After Pocket Comics folded, the Spirit of '76 moved to a backup feature in Green Hornet Comics. Issue #7 (June 1942) was a reworking of the character's origin story, partially a paste-up from Pocket #1. Later Green Hornet backup stories were produced by Harry Fisk, Arturo Cazenueve and Ernie Schroeder. The character last appeared in Green Hornet #37 (December 1947 – January 1948).

==Fictional character biography==
Gary Blakely is the latest in a long line of patriotic Americans, one of his ancestors having served with General Washington. Educated abroad, he excels in his studies as well as various sports like boxing, fencing, rowing and rugby. Convinced that Adolf Hitler wants to take over the world, he tries to become an Air Cadet, but his application is blocked by his family, who want him to instead be in the regular army and enroll in West Point, which he does. Coming across a group of fifth columnists, he puts on his great, great-grandfather's uniform and a mask as a costume and captures them as the Spirit of '76.

According to Jess Nevins' Encyclopedia of Golden Age Superheroes, "they battle Germans, crooked yogis, the femme fatale mesmerist Satana, traitorous cadets, and a monster ape".

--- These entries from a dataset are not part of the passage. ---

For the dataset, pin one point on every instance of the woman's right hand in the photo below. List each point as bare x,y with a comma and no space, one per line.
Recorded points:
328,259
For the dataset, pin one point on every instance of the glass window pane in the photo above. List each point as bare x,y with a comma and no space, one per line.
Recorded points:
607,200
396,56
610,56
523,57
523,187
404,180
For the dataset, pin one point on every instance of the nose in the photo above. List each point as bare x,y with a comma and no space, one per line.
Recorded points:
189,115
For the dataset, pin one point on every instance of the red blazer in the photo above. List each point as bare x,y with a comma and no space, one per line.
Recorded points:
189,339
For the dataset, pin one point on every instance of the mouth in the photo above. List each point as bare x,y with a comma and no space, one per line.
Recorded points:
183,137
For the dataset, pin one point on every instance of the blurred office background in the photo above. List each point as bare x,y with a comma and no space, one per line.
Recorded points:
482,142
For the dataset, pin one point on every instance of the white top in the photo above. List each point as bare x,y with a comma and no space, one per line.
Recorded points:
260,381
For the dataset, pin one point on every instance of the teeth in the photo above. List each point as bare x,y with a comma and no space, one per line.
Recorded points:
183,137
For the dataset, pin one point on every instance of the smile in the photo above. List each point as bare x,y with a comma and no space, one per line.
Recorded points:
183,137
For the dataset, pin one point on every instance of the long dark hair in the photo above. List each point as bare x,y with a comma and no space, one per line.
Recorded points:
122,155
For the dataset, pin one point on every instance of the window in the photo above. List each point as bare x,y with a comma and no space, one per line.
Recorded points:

In Green Hornet #35, Blakely helps out Tommy Downes, a newsboy kid who's framed for murder by the crook Dapper Duke using Downes' run-ins with a kid gang called The Society of the Black Skull, led by Kip Roland. While Blakely reconciles Tommy with the gang, his civilian identity gets in trouble for being AWOL and is threatened with expulsion. Tubby tells the kids Gary's identity and they vouch for him, giving him an alibi and forming a new gang, The Spirit of '76 Boys Club.

==Reception==
In Secondary Superheroes of the Golden Age, Lou Mougin lauds the Spirit of '76, writing that Bob Powell "returned to the feature [in Green Hornet] both as artist and writer, and did a bang-up job with his rapidly developed talent. The stories never skimped on the action, but Powell's talent for humor, his penchant for sending the characters to foreign locales, and the backup characters Tubby and Gary's girlfriend, Susan, helped things along considerably. On special assignment, Gary and Tubby racked up an impressive series of adventures. The Spirit of '76 survived the war... For his quality, we salute him".